Saturday, June 26, 2004

When 'No' is not the answer

The red-haired receptionist looked at me.

"Is it for your son?"

I'd just asked her for a prospectus to a journalism school. I shook my head. "For me."

"I'm sorry."

I could see that she meant it.

"You have to be under twenty on the date of entry."

I was changing my life. I'd recently left the family business, already with a wife and children. I was determined to write for a living.

I had managed some freelance work locally, but it wasn't easy to get going. I'd decided I should maybe go and learn this journalism job properly.

At that time there was only one journalism school in Ireland. It had a very limited number of places, and I'd now just found out that none of those places would ever be mine. I drove home.

The next day I hit the phone. I tried a university Engineering faculty to see could I start on their degree course. I phoned a Law school. I rang several Government departments. I asked a bank for a start. I sussed out whether I could become a trainee airline pilot. Even enquired if I would be considered by the Air Corps for the same purpose. I pestered anywhere I could think of where I might be able to start on the bottom rung of a professional career ladder.

But almost without exception, in those days before there were laws about age discrimination, at thirty-two I was just too old to get on that bottom rung. Whether through third-level education or directly into a professional job. Even at 'office boy' level.

Sure, I could get a job as a barman, or a waiter. I could cook, or I could be a funeral undertaker's assistant, even. These were all skills I'd gained while running the family business. A pub, restaurant and undertaking operation typical of many Irish country towns.

But that was all work that I was trying to get away from.

Besides, to actually get a paper qualification for the catering business, for instance, I'd still have to do a three-year course. Regardless of my practical experience. But I was too old to get on that course. For the same reason, I couldn't even become a carpenter's, or a plumber's, apprentice.

(Besides, I'd already been a plumber, and heating system contractor, in an earlier part of my life. But without an engineering qualification or 'proper' training. And I didn't want to go back there either.)

Anyway, the only light at the end of the careers telephone tunnel was at the Department of Posts and Telegraphs.

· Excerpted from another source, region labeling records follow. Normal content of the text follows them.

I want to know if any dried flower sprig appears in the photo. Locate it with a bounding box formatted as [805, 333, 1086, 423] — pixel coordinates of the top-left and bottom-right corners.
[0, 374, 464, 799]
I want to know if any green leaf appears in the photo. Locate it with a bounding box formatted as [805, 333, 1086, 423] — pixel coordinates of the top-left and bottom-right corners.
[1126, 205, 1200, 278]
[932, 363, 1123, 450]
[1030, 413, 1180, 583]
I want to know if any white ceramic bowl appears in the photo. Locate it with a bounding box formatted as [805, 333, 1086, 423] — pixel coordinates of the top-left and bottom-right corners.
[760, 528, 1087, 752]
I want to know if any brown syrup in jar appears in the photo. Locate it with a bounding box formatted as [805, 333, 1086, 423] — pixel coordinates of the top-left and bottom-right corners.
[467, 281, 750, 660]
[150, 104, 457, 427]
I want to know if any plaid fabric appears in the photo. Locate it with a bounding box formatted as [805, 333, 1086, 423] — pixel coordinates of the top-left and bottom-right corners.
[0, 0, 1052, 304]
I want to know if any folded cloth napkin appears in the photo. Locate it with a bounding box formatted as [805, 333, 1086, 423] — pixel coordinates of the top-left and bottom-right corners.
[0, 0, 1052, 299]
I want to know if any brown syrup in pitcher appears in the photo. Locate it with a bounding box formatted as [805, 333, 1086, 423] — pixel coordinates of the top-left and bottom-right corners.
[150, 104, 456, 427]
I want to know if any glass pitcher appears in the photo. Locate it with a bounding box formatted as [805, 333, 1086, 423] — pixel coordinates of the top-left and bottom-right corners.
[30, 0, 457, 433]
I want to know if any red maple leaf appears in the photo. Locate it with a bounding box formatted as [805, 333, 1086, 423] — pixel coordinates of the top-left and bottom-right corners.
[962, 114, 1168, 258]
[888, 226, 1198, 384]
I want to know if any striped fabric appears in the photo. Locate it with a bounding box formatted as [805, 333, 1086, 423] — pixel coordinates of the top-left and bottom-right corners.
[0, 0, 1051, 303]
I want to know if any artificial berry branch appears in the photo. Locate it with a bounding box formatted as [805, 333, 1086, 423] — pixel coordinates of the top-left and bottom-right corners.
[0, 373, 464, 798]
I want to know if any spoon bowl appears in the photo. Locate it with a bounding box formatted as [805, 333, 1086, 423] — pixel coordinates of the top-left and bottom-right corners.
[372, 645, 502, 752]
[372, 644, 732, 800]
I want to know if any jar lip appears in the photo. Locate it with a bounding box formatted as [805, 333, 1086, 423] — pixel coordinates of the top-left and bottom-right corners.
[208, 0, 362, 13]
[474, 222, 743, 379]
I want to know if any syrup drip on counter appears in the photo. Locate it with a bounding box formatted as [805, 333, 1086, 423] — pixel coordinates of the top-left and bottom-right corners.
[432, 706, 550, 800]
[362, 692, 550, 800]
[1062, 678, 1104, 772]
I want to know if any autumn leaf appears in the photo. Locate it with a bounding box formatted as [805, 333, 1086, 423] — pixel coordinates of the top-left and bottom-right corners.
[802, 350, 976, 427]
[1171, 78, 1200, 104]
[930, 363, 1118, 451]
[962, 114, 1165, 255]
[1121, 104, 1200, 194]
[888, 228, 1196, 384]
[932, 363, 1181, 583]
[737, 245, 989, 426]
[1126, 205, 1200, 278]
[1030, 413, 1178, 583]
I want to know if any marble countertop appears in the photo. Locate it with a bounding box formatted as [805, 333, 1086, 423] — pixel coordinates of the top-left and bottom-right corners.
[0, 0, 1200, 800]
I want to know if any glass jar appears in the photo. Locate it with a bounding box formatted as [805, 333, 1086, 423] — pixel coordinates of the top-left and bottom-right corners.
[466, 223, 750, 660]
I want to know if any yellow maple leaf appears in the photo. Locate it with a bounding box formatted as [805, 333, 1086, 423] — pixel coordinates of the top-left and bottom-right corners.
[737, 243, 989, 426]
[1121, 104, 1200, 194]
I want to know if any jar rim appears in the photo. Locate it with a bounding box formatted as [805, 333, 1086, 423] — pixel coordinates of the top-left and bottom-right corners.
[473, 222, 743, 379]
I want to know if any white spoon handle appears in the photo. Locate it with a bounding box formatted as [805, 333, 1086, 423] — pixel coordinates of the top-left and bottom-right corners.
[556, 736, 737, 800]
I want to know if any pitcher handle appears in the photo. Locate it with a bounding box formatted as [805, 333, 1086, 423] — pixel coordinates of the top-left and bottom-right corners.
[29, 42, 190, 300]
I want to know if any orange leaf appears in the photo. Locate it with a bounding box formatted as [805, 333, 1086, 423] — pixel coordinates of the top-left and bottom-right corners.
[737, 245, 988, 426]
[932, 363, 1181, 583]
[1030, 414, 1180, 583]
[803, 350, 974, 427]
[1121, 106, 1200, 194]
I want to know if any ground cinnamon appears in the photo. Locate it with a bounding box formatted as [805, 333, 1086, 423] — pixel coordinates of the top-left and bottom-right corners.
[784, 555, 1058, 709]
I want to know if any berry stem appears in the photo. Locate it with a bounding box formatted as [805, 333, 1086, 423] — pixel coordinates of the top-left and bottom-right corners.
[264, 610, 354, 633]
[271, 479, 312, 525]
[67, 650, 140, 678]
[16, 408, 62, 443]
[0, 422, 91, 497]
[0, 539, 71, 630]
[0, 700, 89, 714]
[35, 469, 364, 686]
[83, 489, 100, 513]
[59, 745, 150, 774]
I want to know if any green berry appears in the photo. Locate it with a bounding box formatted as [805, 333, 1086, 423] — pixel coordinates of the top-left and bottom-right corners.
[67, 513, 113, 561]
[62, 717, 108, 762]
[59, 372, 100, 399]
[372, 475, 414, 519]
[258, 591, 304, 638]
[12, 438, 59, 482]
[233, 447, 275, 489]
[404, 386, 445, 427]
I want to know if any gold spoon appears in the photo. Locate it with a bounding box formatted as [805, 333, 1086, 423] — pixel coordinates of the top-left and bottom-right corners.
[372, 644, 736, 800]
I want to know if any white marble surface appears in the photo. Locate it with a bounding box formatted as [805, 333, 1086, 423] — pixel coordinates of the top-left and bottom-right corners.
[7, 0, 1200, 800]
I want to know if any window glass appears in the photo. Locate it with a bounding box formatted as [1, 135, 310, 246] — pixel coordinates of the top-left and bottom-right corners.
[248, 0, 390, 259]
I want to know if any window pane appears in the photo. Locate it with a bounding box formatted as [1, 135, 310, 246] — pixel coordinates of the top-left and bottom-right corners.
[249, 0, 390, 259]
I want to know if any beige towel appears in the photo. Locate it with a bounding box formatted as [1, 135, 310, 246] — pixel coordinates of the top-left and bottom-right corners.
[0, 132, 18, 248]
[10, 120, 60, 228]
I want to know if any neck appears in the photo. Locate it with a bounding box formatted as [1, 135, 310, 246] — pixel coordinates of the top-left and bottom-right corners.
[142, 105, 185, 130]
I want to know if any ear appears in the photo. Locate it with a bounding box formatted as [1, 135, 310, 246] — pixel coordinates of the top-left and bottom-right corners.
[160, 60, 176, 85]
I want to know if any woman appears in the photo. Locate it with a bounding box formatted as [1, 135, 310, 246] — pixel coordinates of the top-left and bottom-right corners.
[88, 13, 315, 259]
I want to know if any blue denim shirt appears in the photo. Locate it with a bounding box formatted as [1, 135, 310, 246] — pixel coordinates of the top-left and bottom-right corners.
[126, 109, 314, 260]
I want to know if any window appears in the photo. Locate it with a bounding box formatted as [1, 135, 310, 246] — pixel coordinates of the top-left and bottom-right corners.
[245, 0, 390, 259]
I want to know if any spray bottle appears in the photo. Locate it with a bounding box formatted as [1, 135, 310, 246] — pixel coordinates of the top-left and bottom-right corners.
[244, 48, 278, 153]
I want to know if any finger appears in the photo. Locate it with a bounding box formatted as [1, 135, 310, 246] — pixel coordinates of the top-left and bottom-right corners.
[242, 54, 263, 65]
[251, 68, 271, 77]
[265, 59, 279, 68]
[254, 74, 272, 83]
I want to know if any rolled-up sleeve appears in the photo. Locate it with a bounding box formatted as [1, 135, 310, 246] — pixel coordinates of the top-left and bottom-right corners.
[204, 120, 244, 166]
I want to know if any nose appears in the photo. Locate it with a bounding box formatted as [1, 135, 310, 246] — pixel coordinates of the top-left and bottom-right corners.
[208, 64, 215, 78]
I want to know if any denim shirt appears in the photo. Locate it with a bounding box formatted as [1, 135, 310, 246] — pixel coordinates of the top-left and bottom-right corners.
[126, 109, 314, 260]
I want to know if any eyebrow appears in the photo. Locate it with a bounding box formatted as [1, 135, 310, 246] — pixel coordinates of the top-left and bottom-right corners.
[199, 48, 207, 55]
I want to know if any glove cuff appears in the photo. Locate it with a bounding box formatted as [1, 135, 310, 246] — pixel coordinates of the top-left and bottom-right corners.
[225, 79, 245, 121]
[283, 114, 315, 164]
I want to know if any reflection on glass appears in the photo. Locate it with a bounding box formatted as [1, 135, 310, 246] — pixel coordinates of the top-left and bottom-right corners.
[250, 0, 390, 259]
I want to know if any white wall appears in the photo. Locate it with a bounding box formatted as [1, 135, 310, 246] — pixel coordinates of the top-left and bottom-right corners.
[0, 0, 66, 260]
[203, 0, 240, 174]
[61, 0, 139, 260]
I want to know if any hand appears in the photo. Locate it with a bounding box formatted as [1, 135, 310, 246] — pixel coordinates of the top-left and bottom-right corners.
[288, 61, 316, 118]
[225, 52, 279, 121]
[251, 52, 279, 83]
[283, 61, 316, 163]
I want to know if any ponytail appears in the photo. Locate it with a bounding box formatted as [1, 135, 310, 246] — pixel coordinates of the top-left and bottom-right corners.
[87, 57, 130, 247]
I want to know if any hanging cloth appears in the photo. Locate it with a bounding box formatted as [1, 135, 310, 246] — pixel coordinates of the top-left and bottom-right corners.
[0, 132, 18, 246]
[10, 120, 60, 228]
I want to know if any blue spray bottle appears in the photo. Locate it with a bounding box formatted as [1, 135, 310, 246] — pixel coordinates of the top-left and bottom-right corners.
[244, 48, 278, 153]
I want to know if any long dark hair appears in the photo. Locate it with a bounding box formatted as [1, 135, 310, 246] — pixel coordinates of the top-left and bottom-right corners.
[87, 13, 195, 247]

It seemed that I could become a trainee postman up to the age of forty.

I sat down at my typewriter.

(No, NOT to apply to Posts and Telegraphs ...)

I began with the journalism school rejection. And I finished pedalling a bicycle up a country boreen. A trainee postman on his way to eventually becoming a Higher Grade Civil Servant ...

I sent the resulting piece to the Dublin Evening Press, with the headline: 'So you're over Thirty and want to Change Your Life? You haven't a hope!'.

It was my first nationally published article, for which I was paid the princely sum of fifteen pounds.

After some twenty-seven years of writing for a living, ranging through local and national print media, local and national radio broadcasting, internet publishing, occasional journalism teaching, and even some successful fiction, that article is still framed on my office wall.

And I've proved the headline to be completely wrong.

Since the day I wrote the piece I've relearned many times the lesson underpinning this story. And I've tried as often as I can to pass it on to others.

Just because someone says 'you can't' doesn't mean that you won't.